When it comes to truly bizarre children’s television, this 1977 British series is without a doubt, and I apologize for putting it this way, king of the castle.
Written by Bob Baker and Dave Martin, the creators of the wonderful Sky and K-9 from Doctor Who, King Of The Castle was their attempt to create a Kafka television show for kids. It follows the life of picked-on Roland (Philip DaCosta), trapped in an oppressive private school boys choir, terrorized by the other kids in his high rise, and kept at an emotional distance by his father and step-mother.
An incident with the gang of teens in the staircase leads to Roland taking flight in a broken elevator that careens down into the basement and brings in a number of workers to try and pull him out.
That effort takes the run of the series and while it goes on, we see Roland’s adventures in the surreal underbelly of the high rise — that is, the Castle — as he deals with a mad scientist, an alluring witch, a hostile warrior, and reams of bureaucracy that take the initial fairy tale feel of the story into the realm of the more surreal, where everything works against Roland, and every attempt to help the denizens of the underbelly is eventually twisted on itself a point of prosecution. Or is it really all just a plan for freedom? You decide.

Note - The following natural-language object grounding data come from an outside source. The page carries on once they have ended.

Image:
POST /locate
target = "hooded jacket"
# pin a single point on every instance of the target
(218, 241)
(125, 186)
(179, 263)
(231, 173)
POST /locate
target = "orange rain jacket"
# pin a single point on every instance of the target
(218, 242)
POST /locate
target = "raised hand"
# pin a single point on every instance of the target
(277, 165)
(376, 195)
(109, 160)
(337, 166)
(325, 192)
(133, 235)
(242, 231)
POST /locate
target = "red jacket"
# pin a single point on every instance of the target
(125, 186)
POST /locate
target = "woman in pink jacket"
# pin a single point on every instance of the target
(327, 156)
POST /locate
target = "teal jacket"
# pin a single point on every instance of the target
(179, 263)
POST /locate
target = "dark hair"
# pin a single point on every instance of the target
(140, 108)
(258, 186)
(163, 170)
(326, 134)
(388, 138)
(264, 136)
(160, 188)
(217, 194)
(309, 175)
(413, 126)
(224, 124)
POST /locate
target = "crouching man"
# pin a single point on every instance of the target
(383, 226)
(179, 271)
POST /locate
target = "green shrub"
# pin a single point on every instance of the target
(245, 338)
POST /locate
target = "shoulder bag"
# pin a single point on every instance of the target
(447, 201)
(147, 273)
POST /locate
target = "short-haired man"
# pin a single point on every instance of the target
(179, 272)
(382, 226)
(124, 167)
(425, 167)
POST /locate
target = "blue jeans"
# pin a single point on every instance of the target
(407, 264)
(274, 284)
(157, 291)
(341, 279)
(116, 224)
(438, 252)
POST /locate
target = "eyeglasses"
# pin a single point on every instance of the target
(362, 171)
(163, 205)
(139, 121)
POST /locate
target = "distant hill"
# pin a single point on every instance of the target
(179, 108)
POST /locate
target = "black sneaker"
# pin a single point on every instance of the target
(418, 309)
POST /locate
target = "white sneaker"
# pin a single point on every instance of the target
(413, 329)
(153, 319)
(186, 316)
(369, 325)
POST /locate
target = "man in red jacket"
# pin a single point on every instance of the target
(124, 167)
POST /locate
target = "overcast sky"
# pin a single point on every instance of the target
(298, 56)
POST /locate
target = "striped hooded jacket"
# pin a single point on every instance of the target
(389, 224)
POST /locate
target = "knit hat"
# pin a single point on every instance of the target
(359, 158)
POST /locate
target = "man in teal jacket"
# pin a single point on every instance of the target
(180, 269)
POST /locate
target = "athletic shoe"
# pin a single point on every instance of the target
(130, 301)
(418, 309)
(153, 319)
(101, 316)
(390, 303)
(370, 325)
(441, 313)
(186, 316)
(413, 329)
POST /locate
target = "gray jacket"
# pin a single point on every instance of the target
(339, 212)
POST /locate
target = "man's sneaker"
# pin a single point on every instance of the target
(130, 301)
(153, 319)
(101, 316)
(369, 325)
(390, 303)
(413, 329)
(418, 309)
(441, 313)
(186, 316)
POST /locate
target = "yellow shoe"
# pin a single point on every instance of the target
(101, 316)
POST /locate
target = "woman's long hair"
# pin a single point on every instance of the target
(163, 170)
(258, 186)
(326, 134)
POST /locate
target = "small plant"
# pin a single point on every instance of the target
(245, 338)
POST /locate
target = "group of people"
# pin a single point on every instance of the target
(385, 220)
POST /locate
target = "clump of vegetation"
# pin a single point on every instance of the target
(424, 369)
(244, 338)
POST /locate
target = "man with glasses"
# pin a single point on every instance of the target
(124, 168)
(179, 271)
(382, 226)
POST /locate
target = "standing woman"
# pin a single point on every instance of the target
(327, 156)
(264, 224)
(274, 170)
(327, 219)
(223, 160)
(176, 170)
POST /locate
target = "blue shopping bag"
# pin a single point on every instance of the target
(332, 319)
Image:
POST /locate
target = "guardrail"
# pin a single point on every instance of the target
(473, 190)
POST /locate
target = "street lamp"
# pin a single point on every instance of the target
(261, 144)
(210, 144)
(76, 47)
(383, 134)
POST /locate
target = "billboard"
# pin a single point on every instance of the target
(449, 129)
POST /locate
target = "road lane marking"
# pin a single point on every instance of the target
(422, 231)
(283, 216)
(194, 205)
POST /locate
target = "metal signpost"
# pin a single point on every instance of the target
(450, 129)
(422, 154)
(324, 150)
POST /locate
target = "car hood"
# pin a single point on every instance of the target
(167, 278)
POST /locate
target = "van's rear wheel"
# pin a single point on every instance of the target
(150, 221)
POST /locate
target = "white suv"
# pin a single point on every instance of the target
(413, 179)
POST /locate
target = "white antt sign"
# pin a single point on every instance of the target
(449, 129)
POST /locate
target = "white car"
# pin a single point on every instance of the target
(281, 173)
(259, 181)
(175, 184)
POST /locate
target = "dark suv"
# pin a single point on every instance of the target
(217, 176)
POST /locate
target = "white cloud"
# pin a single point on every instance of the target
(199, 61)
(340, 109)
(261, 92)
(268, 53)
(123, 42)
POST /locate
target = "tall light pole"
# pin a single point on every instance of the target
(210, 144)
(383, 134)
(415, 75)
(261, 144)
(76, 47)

While the inspiration might have been Kafka, the tone of the show felt far more like Patrick McGoohan’s The Prisoner, particularly the last several episodes of that show which took the action outside of the standard settings. And while as a fable of empowerment and assertiveness, it might seem facile to an adult audience, I can only imagine little kids in 1977 taking this in. Parts are genuinely creepy, especially some of the earlier moments in the series where they make the clunky method of superimpositions on the video to create atmosphere really work toward the surreal aesthetic.
Also of note is Talfryn Thomas, the Welsh actor who had previously appeared in the first season of Survivors as the sleazy weasel Tom Price, a pivotal character in that show’s examination of black and white. Here, he is the custodian of the high rise and Vein, Roland’s guide through the basement, and he plays both with the same slithery gusto.